Why this matters now
Australia visa refusal rates have hit a two-decade high (The Bhutanese May 14, 2026). If the pipeline narrows, two things happen: (1) the remittance flow that supports the domestic economy may plateau; (2) the working-age cohort that would otherwise have migrated stays in Bhutan, increasing pressure on the limited domestic job market (already 28.6% youth unemployment).

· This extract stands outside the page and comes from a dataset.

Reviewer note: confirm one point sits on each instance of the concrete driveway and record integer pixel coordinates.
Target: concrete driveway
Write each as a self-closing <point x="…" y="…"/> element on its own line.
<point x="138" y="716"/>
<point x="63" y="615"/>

Either way — pipeline open or pipeline narrowed — the demographic-economic equation in Bhutan changes materially over the next decade.
What it should be
Diaspora should be 1-2% of population for typical developing countries with normal labour mobility. Bhutan at ~9.8% (reconciled, per paradox #48) has effectively reached Nepal-level diaspora dependency (~10%). The country needs a policy response — either to retain the working-age cohort domestically, or to integrate the diaspora into a structured national framework (formal diaspora bonds, voting rights, dual citizenship discussions).
How others do it
- Bangladesh — ~2-3% of population abroad. Manages large remittance flows but the domestic economy absorbs most of the working-age population.
- India — <1% abroad. Huge domestic absorption capacity.
- Vietnam — ~2-3% abroad. Government has been increasingly formalising diaspora relationships.
- Philippines — ~10% abroad (OFW model). Treated as a national policy strategy. Government has departments dedicated to overseas workers (DMW), pre-departure orientation, remittance facilitation.
- Nepal — ~10% abroad (extreme outlier). Remittance dependency has structurally shaped the entire economy.
- Bhutan: ~9.8% (reconciled) — already at Nepal-style structural dependency, not halfway there.
The question we should be sitting with
If we keep building the country one way and the diaspora keeps growing another way, when do those two trajectories cross? Which version of “Bhutanese” wins in 2050 — the one being built here, or the one growing in Australian cities?